For efficiency, equity and affirmative action's sake, the university should offer the union 3.25 percent as quickly as possible. The strike is causing considerable disruption to our teaching, research, outreach and financial activities. The longer it goes on, the more good workers we will lose, because the best will leave when they aren't treated well. Why go through all this for such a tiny share of the university budget?


Ann Markusen is professor and director of the Project on Regional and Industrial Economics at the university of Minnesota's Humphrey Institute of Public Affairs.



Meanwhile on another planet, Al Franken visited the U in support of AFSCME and some excerpts from an article in yesterday's Daily follow:



Franken shows his support for campus strikers


The politician said fair wages and treatment are important factors in motivating workers.


By Elizabeth Graca


Franken is "not the only candidate using the strike to shop for votes," said University spokesman Dan Wolter. "(It) is part of the political process."


[Dan Wolter is a mouthpiece for BigU's administration.]


Wolter also expressed the administration's hope that Franken will continue to address higher education in the future.


Franken said higher education has been a concern of his before the strike, and it would continue to be after the dispute is resolved.


"Students here need to know, they need to be reminded what unions and what labor is about," Franken said. "The unions gave this country a middle class. The unions gave this country the weekend."


"Imagine that, a learning moment at a University," he said.

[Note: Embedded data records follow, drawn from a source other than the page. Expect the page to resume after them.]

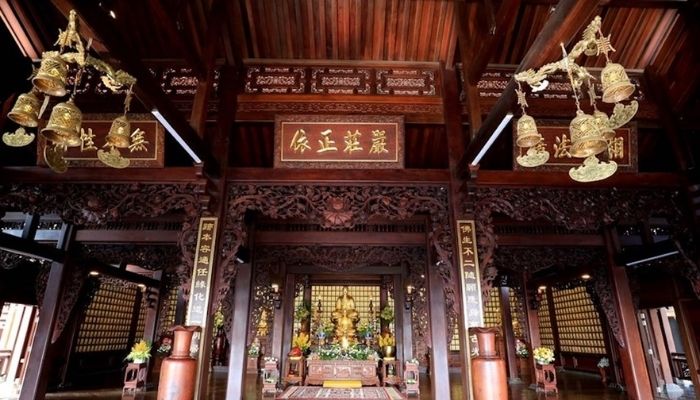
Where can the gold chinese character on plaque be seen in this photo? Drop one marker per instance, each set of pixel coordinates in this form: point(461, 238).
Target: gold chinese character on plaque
point(326, 143)
point(562, 147)
point(378, 142)
point(299, 142)
point(352, 142)
point(616, 147)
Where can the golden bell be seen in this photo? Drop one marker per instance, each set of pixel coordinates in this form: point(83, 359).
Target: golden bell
point(603, 123)
point(118, 135)
point(586, 138)
point(52, 75)
point(616, 84)
point(527, 135)
point(64, 125)
point(26, 110)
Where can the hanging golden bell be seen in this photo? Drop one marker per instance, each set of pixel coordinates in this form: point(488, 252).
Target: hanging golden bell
point(586, 138)
point(616, 84)
point(527, 135)
point(26, 110)
point(64, 125)
point(603, 123)
point(52, 75)
point(118, 135)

In the same issue of the Daily, the aforementioned mouthpiece reports the good news that:


Fundraising and construction move forward

By Jake Grovum


The financial plans for the stadium call on the University to raise $86.5 million in sponsorships and donations, University spokesman Dan Wolter said. The University has raised just over $60 million so far and has less than $25 million left to locate.



Social justice anyone?


Two interesting quotes - guess where they came from before you hit the link.


Investing in "human capital" is one of the most important values of any society and one of the most effective means to promote democratic understanding and social justice.


The question arose, “why public work?” as a distinctive, different framework, compared, for instance, to the more widespread understanding of civic engagement that focuses on educating students for civic virtue, or an approach focused on the pursuit of social justice in a world of grave injustices.



(It is not hard to find things like this on the BigU website and I didn't even try to locate the most outrageous. But then some pigs are more equal than other pigs.)